Остатки лета прошли в постоянной беготне за коровами – было очень жарко, пауты замучили. На Арчекасе археологи раскопали стоянку времен палеолита, но я не смог там побывать из-за коров. Пионеры нашли в горах пещеру со скелетами и оружием времён Гражданской войны – и этого я не увидел. Через город проехал инвалид в коляске, запряженный тремя медведями, но и этот экипаж я увижу только год спустя при его возвращении.

Встречаясь изредка с одноклассниками, я рассказывал им о своей работе, упоминал о болотных приятелях. Сашка – его ничем не удивишь – пожал плечами: «Вася – наш сосед… И жену его знаю… И брата Афоню… Золотоискатель!.. Лева?.. Подумаешь, питерский! Может, рассказывает и интересно, а сапожник он – так себе… Бате моему сапоги ремонтировал…» Как-то Сашка проезжал по насыпи – в кузове полуторки. Сопровождал груз кормового жмыха. Увидев меня, гордо выпятил грудь, поправил кепку, но снизошел и метнул с высоты диск величиной с большую тарелку. Жмых уже не был деликатесом, как в годы войны, но еще годился для разнообразия…

Толя явился в свой выходной. В белой вышитой рубашке, в наглаженных брюках, в блестящих штиблетах. Аромат «Шипра» расходился от него зеленоватым облаком. Познакомился с Левой, Васей, щелкнул крышкой портсигара: «Закуривайте!» С ходу перешел на ты и в разговоре с Левой показал хорошее знание «фени». Лева, издевательски задрав голову, долго травил анекдоты, а потом, таинственно понизив голос, огорошил моего друга:

– А знаешь ли ты, в какой гостишь компании?

– Да вроде знаю… А что?

– А то… Ну, он (кивок на меня) – твой кореш. Ладно. А вон там, видишь – дым из трубы? Там живет Болгарин. Так вот у него – протез мочевого пузыря. Понял?

– Иди ты…

– Сам иди… Вон там живёт Пантелей. Сифилитик. У него, знаешь, где протез?

– Чего?.. Не может быть!

– Может… А это видел?

И Лева торжественно снял сапог со своей разбитой вдребезги деревянной конечности.

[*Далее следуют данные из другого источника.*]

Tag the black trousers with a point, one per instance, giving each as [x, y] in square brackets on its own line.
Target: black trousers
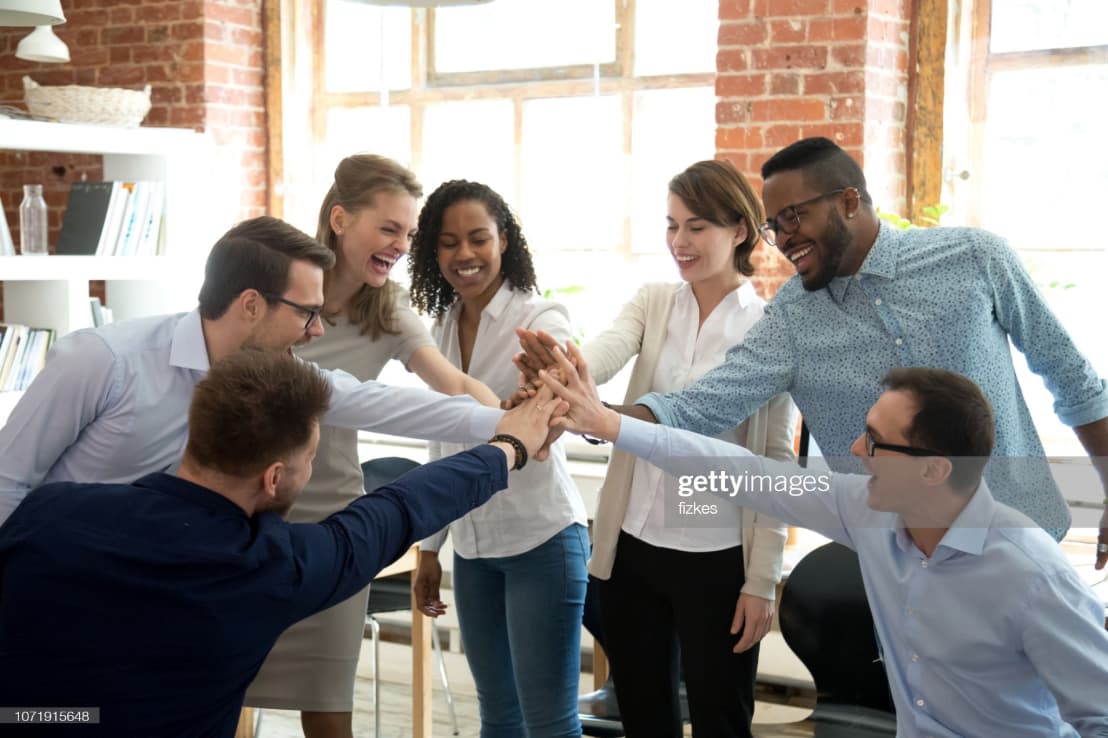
[663, 608]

– Ну, это что… – протянул Толя.

– Ах, это что? А это – видел? – и он, сняв с Васи кепку, похлопал по его лохматой рыжей голове.

– Ну и что? Голова…

– Ну и то, что это – не просто голова, а – протез головы!

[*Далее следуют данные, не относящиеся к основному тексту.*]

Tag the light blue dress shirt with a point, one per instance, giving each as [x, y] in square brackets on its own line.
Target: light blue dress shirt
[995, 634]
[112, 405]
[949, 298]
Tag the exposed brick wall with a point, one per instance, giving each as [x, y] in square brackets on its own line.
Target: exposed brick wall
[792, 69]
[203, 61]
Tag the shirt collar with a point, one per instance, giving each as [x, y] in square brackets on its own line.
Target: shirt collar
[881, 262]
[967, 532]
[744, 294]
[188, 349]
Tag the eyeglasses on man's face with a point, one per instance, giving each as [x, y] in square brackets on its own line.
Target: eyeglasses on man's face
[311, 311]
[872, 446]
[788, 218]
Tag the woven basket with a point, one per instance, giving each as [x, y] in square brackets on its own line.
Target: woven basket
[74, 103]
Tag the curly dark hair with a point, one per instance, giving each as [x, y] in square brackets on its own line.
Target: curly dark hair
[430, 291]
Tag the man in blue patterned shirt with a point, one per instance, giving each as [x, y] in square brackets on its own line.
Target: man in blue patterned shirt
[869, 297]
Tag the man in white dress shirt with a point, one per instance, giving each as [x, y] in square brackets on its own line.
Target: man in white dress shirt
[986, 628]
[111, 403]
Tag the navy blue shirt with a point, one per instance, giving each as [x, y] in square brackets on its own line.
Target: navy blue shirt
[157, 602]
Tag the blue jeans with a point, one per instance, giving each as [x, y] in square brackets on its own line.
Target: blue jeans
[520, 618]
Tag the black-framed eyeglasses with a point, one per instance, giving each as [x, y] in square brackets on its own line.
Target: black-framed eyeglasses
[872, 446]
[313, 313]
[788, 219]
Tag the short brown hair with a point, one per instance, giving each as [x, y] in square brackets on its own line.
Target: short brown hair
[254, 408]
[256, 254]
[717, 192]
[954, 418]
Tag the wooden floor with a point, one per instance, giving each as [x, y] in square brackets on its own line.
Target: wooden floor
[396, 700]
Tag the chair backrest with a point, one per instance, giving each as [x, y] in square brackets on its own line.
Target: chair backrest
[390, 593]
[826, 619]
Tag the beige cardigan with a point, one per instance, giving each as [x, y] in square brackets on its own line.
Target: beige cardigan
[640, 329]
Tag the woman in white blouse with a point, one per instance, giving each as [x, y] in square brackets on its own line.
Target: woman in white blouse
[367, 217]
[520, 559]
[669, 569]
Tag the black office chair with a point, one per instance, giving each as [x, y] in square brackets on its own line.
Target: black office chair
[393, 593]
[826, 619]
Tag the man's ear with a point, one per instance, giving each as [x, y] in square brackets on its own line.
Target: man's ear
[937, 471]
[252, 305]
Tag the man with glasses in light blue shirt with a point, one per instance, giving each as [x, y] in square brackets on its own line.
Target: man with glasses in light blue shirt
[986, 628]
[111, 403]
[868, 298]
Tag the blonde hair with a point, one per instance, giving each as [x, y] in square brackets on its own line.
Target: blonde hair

– Как?.. Да ты что… Ты что?!..

Но тут сам «носитель головного протеза» посмотрел внимательно на Лёву, на Толю, на меня – и медленно, задумчиво произнес:

– Лева не врет…

Толя в растерянности повернулся ко мне, но я невинно развел руками. Моему «корешу» стало не по себе. Он поднялся и заходил по насыпи, в сильном возбуждении пытаясь закурить и ломая спички. Наконец Лева не выдержал и громко расхохотался, за ним последовал я. Когда уже успокоенный Толя, попрощавшись, ушел, наступила очередь Васи. Он громоподобно, с подвыванием хохотал, катаясь по склону насыпи и колотя по траве чугунными башмаками.

Прощание славян

К сентябрю мое пастушество закончилось. Школьные заботы постепенно заняли большую часть времени, и мне все реже удавалось навещать своих товарищей по болоту. А когда выкопали картошку, Вася и Лева вернулись на зимние квартиры. К тому времени в городе снова стал появляться Болгарин. Уже осенью он распрямился, стал улыбаться, разговаривать с людьми. Освоил русскую речь. От слепой знали, что он теперь совершенно здоров и может ехать в Москву, а оттуда – в Болгарию. Однако он жил у слепой гадалки еще зиму, весну и лето. Часто он по утрам выходил с вещмешком на дорогу, ведущую к лесозаводу и ближним селам, ждал попутной машины, а вечером возвращался, довольный. Дама ждала его, стоя у землянки, и трудно сказать, кто раньше чувствовал его появление из-за поворота – собачка или ее хозяйка…

А в один из дней осени 1951 года люди могли видеть, как по насыпи, а затем по Трактовой, а там и по Ленинской, к вокзалу, прошел высокий, чернобородый, тревожно красивый человек в синем шевиотовом костюме, в новенькой бурхиевской кепке, в лаковых штиблетах и с хорошим кожаным чемоданом в руке. Рядом шла Дама с собачкой, как всегда, до глаз повязанная белым платком, в белой грубо вязаной кофте и рабочих башмаках. Собачка, не слыша указаний, расслабленно бежала на поводке возле хозяйки. Подошел скорый поезд «Хабаровск-Москва». Слепая сказала: «Иди». Болгарин, наклонившись, что-то ей говорил, но слепая, подняв к небу плотно закрытые глаза, медленно качала головой и повторяла: «Иди…» Дали сигнал отправления. Болгарин вошел в вагон, а слепая сразу же двинулась назад. Собачка туго натянула поводок и, слыша глуховатое «Домой, домой», напряженно заперебирала белыми лапками через город – к насыпи, на болота, к Черному озеру.